Though most public land grant universities are influenced heavily by agribusiness, Ingham is hopeful that young people who are now stepping into influential roles in academia will foster research and sound science independent of the demands of private funders. "It's amazing how few people are being taught about soil biology," says Ingham. "Soil people are not being taught about soil life, which so directly flies in the face of the toxic chemical approach that they're taught at the university."

After leaving Oregon State University, she started her own consulting company, Soil Foodweb. Though she spends much of her time consulting directly with growers outside of academia, she also teaches at Southern Cross University in Australia and Maharishi University of Management in Iowa.

Motivated to educate others, she travels frequently from her home in Oregon, teaching people what they need to know to be successful organic growers--such as tailoring compost and compost tea to a soil's unique needs, identifying the color of healthy soil, and creating root systems that support beneficial bacteria and fungi.

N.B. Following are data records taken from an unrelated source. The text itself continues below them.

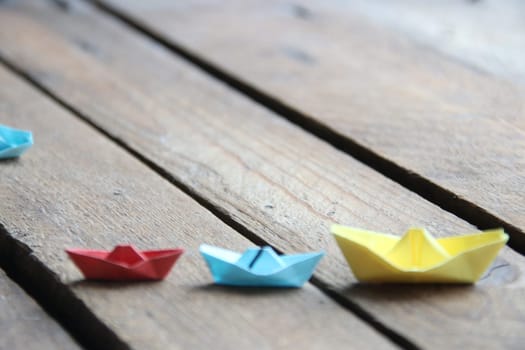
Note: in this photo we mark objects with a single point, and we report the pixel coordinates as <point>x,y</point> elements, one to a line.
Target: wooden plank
<point>428,116</point>
<point>75,188</point>
<point>486,34</point>
<point>243,160</point>
<point>24,325</point>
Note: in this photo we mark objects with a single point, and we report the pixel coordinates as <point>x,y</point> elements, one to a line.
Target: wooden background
<point>175,123</point>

Ingham boasts the success of simple solutions to common needs on the farm, demonstrated through her work with 300,000 people on 22 million acres. By developing strong and deep root systems on the pasture of a 300 acre dairy, the dairy was able to save $150,000-$200,000 in labor, chemical, and veterinary costs in one year. She also claims that complex root systems, populated with communities of bacteria and fungi, can build water stores in the soil, reducing water use by 70%. When implemented before its onset, such management approaches can drastically decrease the negative impact of a drought.

In addition to her decades of work and publications, she has also gained notoriety for her appearance in the 2012 film Symphony of the Soil, by Future of Food director, Deborah Koons Garcia. In the film, Ingham is featured among scientists and farmers conveying both the importance and the potential of soil.